FOR IMMEDIATE RELEASE
Tuesday, December 19, 2023
Chandra Rosenthal email@example.com (303) 898-0798
Endangered Prairie Chicken Suffers Death by 1,000 Cuts
New Mexico Oil & Gas Drilling Waivers Rubberstamped in LPC Range
New Mexico —An endangered American prairie grouse is beset by bureaucratic waivers allowing oil and gas drilling in the areas of its habitat where it is most vulnerable, according to a review by Public Employees for Environmental Responsibility (PEER) of recent actions by the U.S. Bureau of Land Management (BLM). The primary threat to the survival of the Lesser Prairie Chicken is continued fragmentation of its shrinking habitat, a trend abetted by the BLM.
Records obtained by PEER under the Freedom of Information Act show that during the two-year period between January 2020 to April 2023, BLM denied only one of the 76 industry-requested waivers, exemptions, and exceptions. There are seven requests without any agency response at all.

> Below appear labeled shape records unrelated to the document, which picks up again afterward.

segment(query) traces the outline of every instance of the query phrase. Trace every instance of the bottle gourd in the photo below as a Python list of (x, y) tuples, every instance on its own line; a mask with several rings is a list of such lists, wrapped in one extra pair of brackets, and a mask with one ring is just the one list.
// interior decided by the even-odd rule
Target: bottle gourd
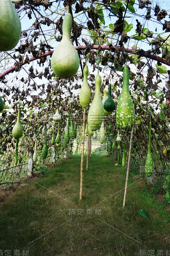
[[(106, 85), (105, 88), (103, 89), (103, 97), (102, 99), (103, 104), (104, 104), (105, 102), (108, 98), (109, 95), (109, 88), (108, 85)], [(111, 113), (112, 112), (108, 112), (104, 108), (104, 114), (105, 116), (109, 116)]]
[(22, 135), (23, 128), (21, 124), (20, 121), (21, 110), (18, 109), (18, 116), (17, 122), (13, 128), (12, 131), (12, 136), (15, 139), (20, 138)]
[(152, 123), (151, 122), (149, 123), (149, 130), (148, 145), (148, 153), (146, 159), (145, 166), (145, 174), (147, 177), (150, 177), (153, 170), (153, 161), (151, 154), (151, 128)]
[(51, 60), (53, 71), (60, 78), (68, 78), (73, 76), (80, 66), (79, 55), (70, 41), (72, 25), (71, 14), (66, 13), (63, 22), (62, 39), (54, 50)]
[(108, 112), (112, 112), (115, 109), (116, 104), (112, 98), (111, 86), (109, 85), (109, 94), (108, 98), (105, 100), (103, 104), (104, 109)]
[(12, 50), (21, 32), (20, 20), (11, 0), (0, 0), (0, 52)]
[(89, 110), (88, 124), (93, 131), (99, 129), (104, 117), (104, 108), (100, 95), (101, 77), (98, 74), (95, 79), (95, 91), (94, 98)]
[(83, 83), (80, 89), (79, 96), (80, 103), (83, 108), (87, 107), (90, 97), (90, 90), (87, 81), (88, 73), (88, 66), (85, 65), (83, 71)]
[(116, 112), (116, 124), (118, 128), (127, 131), (132, 129), (135, 122), (134, 107), (129, 90), (129, 70), (126, 65), (123, 75), (122, 90)]
[(48, 146), (47, 143), (47, 125), (45, 126), (45, 137), (44, 145), (42, 152), (42, 158), (45, 159), (47, 156), (48, 154)]

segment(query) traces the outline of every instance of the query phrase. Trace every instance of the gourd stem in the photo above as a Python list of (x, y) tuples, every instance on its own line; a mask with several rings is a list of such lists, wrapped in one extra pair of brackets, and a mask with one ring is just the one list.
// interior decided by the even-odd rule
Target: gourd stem
[(128, 188), (128, 178), (129, 177), (129, 173), (130, 169), (130, 159), (131, 158), (131, 153), (132, 152), (132, 141), (133, 140), (133, 132), (134, 130), (134, 126), (133, 125), (132, 128), (131, 132), (131, 136), (130, 137), (130, 142), (129, 150), (129, 157), (128, 158), (128, 168), (127, 169), (127, 172), (126, 174), (126, 180), (125, 187), (125, 193), (124, 194), (124, 198), (123, 199), (123, 209), (125, 206), (126, 200), (126, 195), (127, 194), (127, 189)]

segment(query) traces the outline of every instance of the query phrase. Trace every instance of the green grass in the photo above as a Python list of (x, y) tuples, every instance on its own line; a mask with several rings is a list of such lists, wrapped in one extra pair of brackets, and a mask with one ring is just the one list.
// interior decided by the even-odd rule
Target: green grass
[(130, 256), (162, 250), (165, 255), (167, 208), (131, 175), (123, 209), (126, 172), (103, 154), (92, 155), (88, 172), (85, 157), (80, 201), (81, 158), (56, 165), (1, 204), (0, 250), (28, 250), (29, 256)]

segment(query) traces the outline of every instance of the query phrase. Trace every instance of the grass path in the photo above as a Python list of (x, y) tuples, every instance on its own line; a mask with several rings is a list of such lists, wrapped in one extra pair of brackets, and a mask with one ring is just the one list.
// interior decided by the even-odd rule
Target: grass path
[[(3, 256), (5, 250), (9, 256), (17, 250), (28, 256), (156, 256), (161, 250), (160, 256), (170, 255), (169, 215), (143, 181), (130, 175), (123, 210), (125, 171), (104, 155), (92, 154), (80, 201), (81, 158), (54, 166), (1, 204)], [(150, 221), (138, 214), (140, 209)]]

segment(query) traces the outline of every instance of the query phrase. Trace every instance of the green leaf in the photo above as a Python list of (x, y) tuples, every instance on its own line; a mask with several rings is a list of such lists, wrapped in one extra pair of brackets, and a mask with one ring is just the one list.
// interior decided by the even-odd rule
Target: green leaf
[(96, 4), (95, 11), (95, 12), (97, 12), (98, 14), (99, 20), (104, 25), (105, 24), (105, 21), (103, 12), (102, 6), (98, 4)]
[(155, 66), (160, 74), (166, 74), (167, 73), (166, 68), (164, 65), (158, 66), (158, 64), (156, 64)]

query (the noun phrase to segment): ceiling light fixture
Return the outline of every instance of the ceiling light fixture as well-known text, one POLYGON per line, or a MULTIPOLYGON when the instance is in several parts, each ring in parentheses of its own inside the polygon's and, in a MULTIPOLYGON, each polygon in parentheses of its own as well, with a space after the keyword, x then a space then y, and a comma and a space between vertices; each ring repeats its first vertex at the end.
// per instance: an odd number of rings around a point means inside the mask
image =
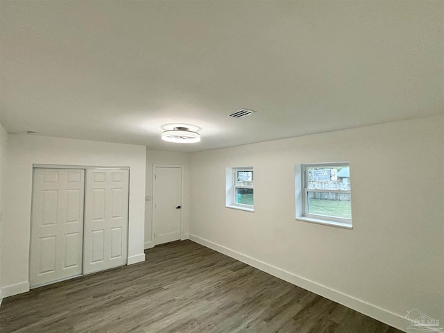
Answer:
POLYGON ((197 132, 189 130, 187 127, 179 126, 163 132, 162 139, 169 142, 192 144, 200 141, 200 135, 197 132))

These permissions circumvented protections like distance buffers and mating season timing restrictions which are crucial for safeguarding Lesser Prairie Chicken habitat.
These waivers were all issued by BLM’s Carlsbad New Mexico Field Office where the bird’s status has been upgraded to endangered from threatened under the U.S. Endangered Species Act.
The Lesser Prairie Chicken is a species of prairie grouse commonly recognized for its colorful spring mating display. Once common throughout the American Southwest, its historic range has been diminished by 90%. Lesser Prairie Chickens need large tracts of intact native grasslands to thrive. As its populations have declined drastically, the bird’s continued survival depends upon enforcing use restrictions in its prime habitat, much of which is on lands supervised by the BLM.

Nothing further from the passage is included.